The Texas Story Project.

My father’s favorite family tradition, even to this day, is something we simply call “butchering” or making sausage or wurst (pronounced woosht).

He grew up in a small farming community in Central Texas called Warda, located between Giddings and La Grange. Our ancestors were Wendish people who settled there in the mid 1800s and came to this area from Germany/Prussia mainly to escape religious persecution. They brought their sausage-making skills with them and passed this knowledge on to subsequent generations. Early on, these skills were important as a means of survival since there were no stores nearby to purchase meat and food, so they had to become self-sufficient.

We make sausage once a year, always in the winter and usually after Christmas and around New Years. It is done in the winter because it must be cold, or the meat would spoil. This also coincided with deer hunting season in Texas so most of our sausage was made with pork and venison mixed. This was a huge production for our family and extended family and usually involves the grandparents, parents, aunts, uncles and most of the children unless they were too young to be of any help. Everyone had a certain job to do. Once you learned certain jobs, that is what you were expected to do every time we butchered.

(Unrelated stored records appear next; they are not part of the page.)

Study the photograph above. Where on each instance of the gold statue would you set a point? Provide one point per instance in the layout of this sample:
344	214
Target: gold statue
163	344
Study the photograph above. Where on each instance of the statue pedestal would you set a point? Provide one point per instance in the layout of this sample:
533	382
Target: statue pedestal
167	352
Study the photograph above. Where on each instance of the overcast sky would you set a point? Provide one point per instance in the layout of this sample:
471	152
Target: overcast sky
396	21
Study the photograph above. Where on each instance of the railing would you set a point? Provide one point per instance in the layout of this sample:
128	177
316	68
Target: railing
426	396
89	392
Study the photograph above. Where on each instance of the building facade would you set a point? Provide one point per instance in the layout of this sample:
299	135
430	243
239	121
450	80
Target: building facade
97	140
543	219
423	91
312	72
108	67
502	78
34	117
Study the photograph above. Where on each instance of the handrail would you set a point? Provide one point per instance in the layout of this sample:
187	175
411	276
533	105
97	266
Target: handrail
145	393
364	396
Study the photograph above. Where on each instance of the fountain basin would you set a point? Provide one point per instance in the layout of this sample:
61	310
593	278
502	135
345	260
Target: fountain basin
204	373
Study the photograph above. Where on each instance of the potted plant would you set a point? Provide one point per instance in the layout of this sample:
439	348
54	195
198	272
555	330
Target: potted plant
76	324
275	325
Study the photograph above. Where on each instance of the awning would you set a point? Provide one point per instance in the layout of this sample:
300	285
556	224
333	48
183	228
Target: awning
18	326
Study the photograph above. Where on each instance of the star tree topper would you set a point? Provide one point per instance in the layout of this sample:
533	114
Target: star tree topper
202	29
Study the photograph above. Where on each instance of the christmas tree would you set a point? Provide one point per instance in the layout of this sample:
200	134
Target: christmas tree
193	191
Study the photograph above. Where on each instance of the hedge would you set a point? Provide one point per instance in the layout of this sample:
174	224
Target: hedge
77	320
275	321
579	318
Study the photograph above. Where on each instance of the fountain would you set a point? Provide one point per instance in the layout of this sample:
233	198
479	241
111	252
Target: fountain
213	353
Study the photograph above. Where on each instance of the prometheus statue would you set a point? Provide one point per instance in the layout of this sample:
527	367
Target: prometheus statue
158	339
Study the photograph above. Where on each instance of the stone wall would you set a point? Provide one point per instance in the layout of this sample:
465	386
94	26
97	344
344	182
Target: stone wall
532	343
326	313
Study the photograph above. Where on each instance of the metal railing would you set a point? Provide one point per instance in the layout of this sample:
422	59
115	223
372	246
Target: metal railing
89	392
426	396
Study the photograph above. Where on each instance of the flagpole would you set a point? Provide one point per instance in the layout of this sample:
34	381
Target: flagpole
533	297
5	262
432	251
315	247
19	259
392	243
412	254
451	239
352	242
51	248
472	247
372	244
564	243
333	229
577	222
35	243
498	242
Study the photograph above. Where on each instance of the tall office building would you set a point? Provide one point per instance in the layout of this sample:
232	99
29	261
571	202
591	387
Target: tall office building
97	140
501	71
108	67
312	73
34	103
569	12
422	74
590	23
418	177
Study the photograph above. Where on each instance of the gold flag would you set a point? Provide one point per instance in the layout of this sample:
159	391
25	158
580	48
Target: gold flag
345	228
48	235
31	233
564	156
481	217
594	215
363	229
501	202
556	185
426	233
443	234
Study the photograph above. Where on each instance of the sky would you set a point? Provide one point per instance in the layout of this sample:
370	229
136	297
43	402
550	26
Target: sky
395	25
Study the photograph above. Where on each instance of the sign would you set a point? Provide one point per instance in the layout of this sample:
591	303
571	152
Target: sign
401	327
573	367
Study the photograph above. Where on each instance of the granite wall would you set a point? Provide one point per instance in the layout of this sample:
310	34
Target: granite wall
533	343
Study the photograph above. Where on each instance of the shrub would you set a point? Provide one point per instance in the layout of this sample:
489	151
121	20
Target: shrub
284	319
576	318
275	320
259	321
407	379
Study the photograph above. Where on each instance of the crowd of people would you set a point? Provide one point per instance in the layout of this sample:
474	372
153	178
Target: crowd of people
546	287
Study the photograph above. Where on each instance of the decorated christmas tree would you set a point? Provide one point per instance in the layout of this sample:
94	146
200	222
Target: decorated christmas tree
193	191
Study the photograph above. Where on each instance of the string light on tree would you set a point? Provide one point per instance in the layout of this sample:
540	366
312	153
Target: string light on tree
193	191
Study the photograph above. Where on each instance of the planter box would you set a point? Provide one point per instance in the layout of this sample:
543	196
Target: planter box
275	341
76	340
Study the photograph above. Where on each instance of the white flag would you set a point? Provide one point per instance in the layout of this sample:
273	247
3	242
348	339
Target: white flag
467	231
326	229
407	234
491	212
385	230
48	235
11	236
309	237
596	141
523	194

It must have something to do with German efficiency that was brought over as well.

The day would start early in the morning shortly after daylight with the sound of a gunshot and the pig was mercifully slaughtered. Water was heated in a huge cast iron kettle that hung over an open fire. The boiling water was then poured over the pig and the men would take turns meticulously scraping the hair from dead animal with butcher knives until it was perfectly clean. While the men did most of the hard labor, the women had an equally tough (nasty) job of cleaning and preparing the intestines that would be used to stuff the sausage. My dad’s Granny would stand at a table for hours at a time working and supervising his mother and aunts making sure everything was perfectly clean and ready for stuffing. Nothing went to waste as most of the meat was ground up and stuffed into sausage. This is the when the fun begins because most of the hard work is done and everyone would come together to help tie the ends of the sausage together with string and have a few cold beers to commemorate the event. Stories and jokes were told, and everyone had a great time as a family.

Finally, the sausages were hung in the smokehouse and smoked for several hours with a combination of hickory and oak wood. His grandpa always liked to put one piece of pecan wood in the mix. After the sausages were smoked, everyone helped package the meat in white butcher paper and everyone was given an equal share for their hard work. Some of the sausages were left in the smokehouse and dried for three to four weeks and made into something like jerky that would last a long time without spoiling, even after winter was over and the days began to heat up again. This is something else the old timers learned and passed on to us.

Even though times have changed, and it is much easier to go to HEB to buy sausage these days, nothing beats coming together and enjoying each other’s company while honoring this great family tradition.


My name is Alexa Lange and I am a Freshman Biology major at St. Mary’s University. I was born and raised in Cypress, Texas. I play on the St. Mary’s softball team as a third and second baseman.